Bonds

Former Treasury Secretary Lawrence Summers said he was concerned the Federal Reserve is still engaging in “wishful thinking” about how much it will take to bring inflation down from four-decade highs.

“Jay Powell said things that, to be blunt, were analytically indefensible,” Summers said on Bloomberg TV. “There is no conceivable way that a 2.5% interest rate, in an economy inflating like this, is anywhere near neutral.”

Summers was referring to Fed Chair Jerome Powell’s assessment on Wednesday that, with the latest interest-rate hike, the central bank had already reached a “neutral” setting — where it’s neither stoking nor restraining consumer prices. Powell also said that the Fed “broadly feels that we need to get policy to, at least, to a moderately restrictive level,” past neutral.

The Fed’s current target rate is now 2.25% to 2.5%. Summers said a neutral setting would be higher, because it has to take account of where inflation is. Data on Friday showed the Fed’s preferred inflation gauge climbed 4.8% in the year to June, stripping out food and energy.

A former colleague of Summers’s, Jason Furman, countered that Powell’s assessment was indeed “defensible,” considering gauges of future inflation in the bond market — which are roughly in accord with “neutral,” he said.

“The terminology around neutral, I don’t see that affecting their policy. I do think it’s defensible,” Furman, who served as chair of the Council of Economic Advisers in former President Barack Obama’s White House, said on Bloomberg TV. “The important things we heard from Jay Powell were that he was focused entirely on inflation, he’s going to keep going” with rate hikes, he said.

Still, Summers isn’t alone in taking issue with Powell’s assessment. Former Federal Reserve Bank of New York President William Dudley said on Wednesday that, given the level of uncertainty, “I’d be a bit more skeptical” in saying policy makers had reached neutral.

Mohamed El-Erian, chief economic adviser to Allianz SE and a Bloomberg Opinion contributor, said on Bloomberg TV Friday that “the zip code for neutral is above where we are now,” and at least 50 basis points higher.

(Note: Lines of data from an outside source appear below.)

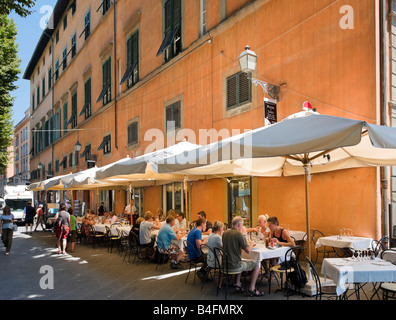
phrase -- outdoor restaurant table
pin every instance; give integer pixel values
(102, 228)
(345, 242)
(179, 242)
(260, 252)
(351, 270)
(298, 235)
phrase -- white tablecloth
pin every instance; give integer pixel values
(113, 229)
(298, 235)
(260, 252)
(349, 270)
(345, 242)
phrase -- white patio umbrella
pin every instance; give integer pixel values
(35, 186)
(300, 145)
(145, 167)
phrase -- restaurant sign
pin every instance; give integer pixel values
(270, 111)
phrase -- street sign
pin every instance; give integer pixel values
(270, 111)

Summers, a Harvard University professor and paid contributor to Bloomberg TV, noted that Powell said in late-2018 that the Fed’s rate had reached neutral — when inflation was running just below 2%. “How he could be saying the same thing today, when the inflation rate is where it is, is inexplicable to me.”

“If you think it is neutral, you are misjudging the posture of policy in a fundamental way,” said Summers. “It’s the same kind of, to be blunt, wishful thinking that got us into the problems we have now, with the use of the term ‘transitory.’”

The former Treasury chief reiterated his view that “we’re not likely to get out of this excess inflation situation without having a recession.” Looking at the latest slew of indicators on costs and prices, he said “inflation above 4 looks to be pretty securely built in.”

Summers also took issue with optimism expressed Thursday by current Treasury Secretary Janet Yellen that the U.S. can quell inflation without a major jump in joblessness.

Yellen had reiterated her view that “there is a path to bring down inflation while maintaining a strong labor market.” She said that “most estimates of the natural rate of unemployment” — which doesn’t spur or curb inflation — “are lower than 5%.” She said it’s not a “certainty” that a strong job market could be maintained.

“I have to say that statement greatly surprised me,” Summers said while noting his respect for Yellen as an economist. 

He also repeated his disagreement with Fed policy makers’ June prediction that unemployment would only rise to 4.1% in the coming two years.

“I don’t see any basis for thinking that either of those statements is a reasonable prediction given what we know,” Summers said. He cited his own research with former IMF chief economist Olivier Blanchard, that shows “just to get to a neutral posture with respect to inflation we’re going to take unemployment up towards 5.” And to help bring down inflation, joblessness would need to climb past that level, he said.